The image-level supervised methods grade DR directly by training the classification model with fundus images [10, 25–27]. Gulshan et al. [25] designed a classification model based on the Google Inception v3 network to divide samples into normal and referable DR. Pratt et al. [26] proposed an improved CNN-based model that could measure the severity of DR. Gargeya et al. [27] developed a robust CNNs-based automated DR screening algorithm. Wang et al. [10] predicted the severity of DR combining the high-resolution suspicious patches that were highlighted in the preprocessing procedure of the model.
However, most image-level supervision methods use CNN as a black box for DR detection. In this way, the features of the tiny lesion in the images will be lost in the features extracting phase. Therefore, we propose a novel DCNNs-based model by mining the interrelation between similar lesion patches and strengthening the local lesion features.
Transformer-based methods for diabetic retinopathy detection
Recently, for learning long-distance dependent features, transformer-based image processing method ViT [28] has been introduced into the field of computer vision. Transformer-based methods have been used in a variety of image processing tasks in the field of computer vision, including DR detection. Wu et al. [29] proposed a ViT-based DR classification model, embedding fundus images into the imaging correction patches with location information. The generated embedded sequence is input into the model containing attention mechanism and multi-layer perceptron (MLP) learning for training with the aim of predicting DR levels. Sun et al. [30] proposed a novel lesion-aware transformer (LAT) model including a pixel relation-based encoder and a Lesion filter-based decoder. The encoder is modelled by pixel correlation and generates enhanced feature maps using self-attention mechanisms. The lesion filter-based decoder recognises different lesion regions by learning lesion-aware filters. Kamran et al. [31] created a novel network that can generate normal or diseased images of retinal blood vessels while predicting retinal diseases. Meanwhile, inspired by the ViT algorithm, Yu et al. [32] proposed multi-instance learning (MIL) module that can be easily inserted and instantly connected to ViT. This effectively improves the performance of the model and can be used in the subsequent fundus image classification. Furthermore, Papadopoulos et al. [33] designed a neural network based on multi-instance learning, which extracted image information from embedded patches to predict referable DR in the fundus images and generate focal attention heat maps. While these methods can capture global features, the transformer method is limited by the size of the dataset due to the complexity of the network, which makes it less effective on small datasets.
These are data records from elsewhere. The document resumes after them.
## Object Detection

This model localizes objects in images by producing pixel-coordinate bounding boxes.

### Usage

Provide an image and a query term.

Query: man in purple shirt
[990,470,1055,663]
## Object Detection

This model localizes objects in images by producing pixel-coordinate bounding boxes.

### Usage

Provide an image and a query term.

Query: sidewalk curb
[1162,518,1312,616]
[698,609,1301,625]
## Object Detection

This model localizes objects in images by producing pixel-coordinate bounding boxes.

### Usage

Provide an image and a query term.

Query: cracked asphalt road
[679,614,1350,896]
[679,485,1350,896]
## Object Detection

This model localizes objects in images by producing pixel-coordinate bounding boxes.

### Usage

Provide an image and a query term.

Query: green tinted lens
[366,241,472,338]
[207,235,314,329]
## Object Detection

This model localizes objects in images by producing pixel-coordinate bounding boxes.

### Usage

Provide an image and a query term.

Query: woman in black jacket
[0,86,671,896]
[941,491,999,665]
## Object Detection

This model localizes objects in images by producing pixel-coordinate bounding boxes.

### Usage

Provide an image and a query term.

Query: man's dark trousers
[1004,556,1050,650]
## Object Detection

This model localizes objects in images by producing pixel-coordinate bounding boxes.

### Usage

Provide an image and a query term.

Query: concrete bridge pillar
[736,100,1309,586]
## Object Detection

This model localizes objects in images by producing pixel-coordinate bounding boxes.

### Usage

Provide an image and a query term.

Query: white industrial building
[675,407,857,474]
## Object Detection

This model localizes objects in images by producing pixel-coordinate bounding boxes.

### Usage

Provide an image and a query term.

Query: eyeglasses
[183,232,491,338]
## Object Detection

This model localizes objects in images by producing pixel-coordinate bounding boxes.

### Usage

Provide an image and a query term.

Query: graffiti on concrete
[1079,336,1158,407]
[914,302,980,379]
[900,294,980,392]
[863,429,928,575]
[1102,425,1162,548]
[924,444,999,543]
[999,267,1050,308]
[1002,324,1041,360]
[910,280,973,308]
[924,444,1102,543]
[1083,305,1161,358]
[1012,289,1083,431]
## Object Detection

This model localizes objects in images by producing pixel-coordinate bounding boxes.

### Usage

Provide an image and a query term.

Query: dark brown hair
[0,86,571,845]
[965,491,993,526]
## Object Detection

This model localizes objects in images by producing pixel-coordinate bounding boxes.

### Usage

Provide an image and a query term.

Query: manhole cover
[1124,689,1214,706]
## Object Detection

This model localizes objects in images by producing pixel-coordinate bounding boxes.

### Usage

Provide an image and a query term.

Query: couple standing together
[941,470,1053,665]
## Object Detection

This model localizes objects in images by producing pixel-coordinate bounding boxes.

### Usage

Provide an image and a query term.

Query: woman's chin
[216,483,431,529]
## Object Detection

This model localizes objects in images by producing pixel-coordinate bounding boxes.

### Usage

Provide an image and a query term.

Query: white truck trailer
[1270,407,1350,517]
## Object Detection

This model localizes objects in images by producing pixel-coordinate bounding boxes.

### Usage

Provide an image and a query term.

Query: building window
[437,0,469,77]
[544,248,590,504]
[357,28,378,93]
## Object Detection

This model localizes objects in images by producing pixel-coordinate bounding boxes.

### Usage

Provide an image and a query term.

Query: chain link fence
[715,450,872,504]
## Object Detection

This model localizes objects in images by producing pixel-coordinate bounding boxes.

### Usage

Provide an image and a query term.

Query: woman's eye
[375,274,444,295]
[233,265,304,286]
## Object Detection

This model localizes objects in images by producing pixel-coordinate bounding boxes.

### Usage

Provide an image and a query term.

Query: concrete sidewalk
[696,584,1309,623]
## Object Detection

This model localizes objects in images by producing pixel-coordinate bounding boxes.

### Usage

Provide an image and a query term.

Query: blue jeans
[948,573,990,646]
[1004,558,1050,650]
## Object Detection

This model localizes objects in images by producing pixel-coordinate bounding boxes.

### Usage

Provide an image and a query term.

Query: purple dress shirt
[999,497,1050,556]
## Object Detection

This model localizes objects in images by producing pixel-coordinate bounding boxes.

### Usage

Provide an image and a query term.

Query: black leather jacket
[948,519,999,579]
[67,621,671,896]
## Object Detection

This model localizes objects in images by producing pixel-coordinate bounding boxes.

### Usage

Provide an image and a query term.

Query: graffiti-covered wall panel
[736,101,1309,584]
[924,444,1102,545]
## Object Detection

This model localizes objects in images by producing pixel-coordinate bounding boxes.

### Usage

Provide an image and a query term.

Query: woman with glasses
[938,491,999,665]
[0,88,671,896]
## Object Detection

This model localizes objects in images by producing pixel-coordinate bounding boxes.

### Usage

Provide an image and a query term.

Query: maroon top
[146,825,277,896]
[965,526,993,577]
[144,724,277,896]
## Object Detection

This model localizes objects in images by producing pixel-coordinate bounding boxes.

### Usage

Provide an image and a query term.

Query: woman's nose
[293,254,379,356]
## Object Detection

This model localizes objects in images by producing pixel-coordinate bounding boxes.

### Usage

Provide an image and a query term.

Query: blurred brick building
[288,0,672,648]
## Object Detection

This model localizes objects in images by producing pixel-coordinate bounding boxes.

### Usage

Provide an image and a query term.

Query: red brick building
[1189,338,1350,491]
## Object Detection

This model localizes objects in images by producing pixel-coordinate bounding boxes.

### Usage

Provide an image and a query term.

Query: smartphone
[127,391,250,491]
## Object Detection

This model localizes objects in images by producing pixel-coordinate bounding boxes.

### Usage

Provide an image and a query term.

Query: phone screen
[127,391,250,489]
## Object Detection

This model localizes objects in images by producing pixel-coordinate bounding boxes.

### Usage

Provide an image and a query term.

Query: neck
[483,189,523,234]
The transformer method is not suitable for small-scale DR datasets due to its large number of parameters. Therefore, to effectively extract long-range features, we construct the Long-Range Unit to extract the feature with long-distance dependence.
METHODS
Network architecture
In this section, we present the details of the proposed method for DR detection. An architectural diagram of the proposed network is shown in Figure 2. The core idea of our design is to use the correlation of long-range patches to enhance its sensitivity to global features in CNN networks that have innate advantages in local feature mining. This enables our network not only to learn the local part of the image well, but also to flexibly acquire the long-distance dependence characteristics. We regard the features obtained by traditional convolution operation as local-dependence features. In the feature map with local dependence, there are strong dependencies between elements in the same operation block. Moreover, long-range-dependent features refer to the features calculated through long-range units. Long-Range units that are decentralised embedded in the network play the important role in mining the relationships between long-range patches. In the feature map with long-range dependence, the feature elements in one operation block are calculated from the elements in other different operation blocks and are related to the features at different locations. Our proposed network inserts Long-Range units into the CNN network. In this way, the network can learn the local features and then obtain the long-distance features through calculation, which can organically combine local and long-range-dependent features.
[IMAGE OMITTED. SEE PDF]
As shown in Figure 2 and Table 1, the proposed network is equipped with Long-Range units, basic standardised convolution layers (3 × 3 kernel), max-pooling layers and inception modules proposed in Ref. [34]. In the course of our experiment, we found that the experimental results are better when the Long-Range units are in the front and middle layers of the network. We distributed three Long-Range units into the middle layers of the network. The colour fundus image, as the input of the network, is resized to the size of 299 × 299 and converted to three colour channels (R, G, B). First, the input passes through the standardised convolution layers to extract the high-level image features and reduce the computational complexity in the following Long-Range unit. Based on the Non-local means algorithm, Long-Range units are generated to compute the similarities of long-range patches and use these similarities to enhance the features. Then, three Long-Range units and three inception blocks alternate to form the next part of the network. Finally, a fully connected layer with softmax function classifies the feature map into different levels of DR. Here, the number of categories is denoted by c_num.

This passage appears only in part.